The government in the last one decade has done a really great job in the country’s power sector that saw a three to four times growth in electricity generation. More and more homes are now lit at night.
The government has an installed power generation capacity of 18,000 megawatt, while its highest supply was about 13,000MW. Some 93 percent population can now just switch on their lights.
The power outages that had plagued the nation for more than two decades are almost a matter of history.
But to achieve this level of power generation, the government and the private sector had to invest great amounts of money by taking loans.
Ideally, we should not worry about the loans – as each kilowatt power brings back huge economic returns. As we get electricity, we invest in factories – among other things – and export our products and in return we earn extra dollars. This, in return, pays back the loans the government took for the power sector.
For decades, private investors have lamented a lack of adequate reliable power supply. Load shedding and lack of power supply had long remained a basic obstacle to growth of the private sector as well as the nation.
But wait. The private sector is not investing in the last two years as was expected. And it is not because they do not want to – but because of a host of problems in the financial sector.
According to the Centre for Policy Dialogue, bank credits for investment in the private sector have fallen by a third in the last one year.

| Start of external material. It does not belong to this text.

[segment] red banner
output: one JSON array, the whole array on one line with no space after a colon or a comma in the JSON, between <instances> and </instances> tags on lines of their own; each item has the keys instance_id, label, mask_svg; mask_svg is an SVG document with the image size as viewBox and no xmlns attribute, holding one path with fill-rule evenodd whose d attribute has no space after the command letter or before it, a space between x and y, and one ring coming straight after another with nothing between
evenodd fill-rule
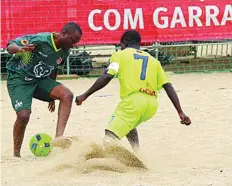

The reason is liquidity crisis and discrepancies in interest rates between banks and government savings tools, rising default loans and the fall in bank deposits.
The CPD apprehends decreasing investments might have a big negative impact on industrial growth and employment generation in the country.
If this continues to happen, this will contribute to lower export growth and lower earning. That means, many new power plants will become irrelevant – and a financial burden. Because all power plants need customers to recover their investments and make profit.
Meanwhile, the government has not stopped the speed-wagon of rolling out more power generation and distribution projects.
Currently 53 power plants are being constructed with a capacity to generate 14,202MW. These include mega projects like the 2400MW Rooppur nuclear power plant, the 1200MW Matarbari coal power plant and the 1300MW Rampal coal power plant.
Consider the level of investments: the Rooppur project costs around $13 billion, the Matarbari $4.5 billion and Rampal $1.8 billion. If one totals the cost of these projects, they would exceed $40 billion.
The government targets to generate 24,000MW by 2021, 40,000MW by 2030, and 60,000MW by 2041.
Besides, to ensure energy security by diversifying primary source of energy the government is importing liquefied natural gas worth billions of dollars a year now. Plus, the government starts importing coal worth hundreds of millions of dollars a year from later this year.
None of these would be a problem if the government can ensure that the power and energy supplies are purchased by people and utilised in increasing productivity and increase export earnings. But if that is not happening, the country would land in a deep financial mess. The success in the power sector would then become a burden.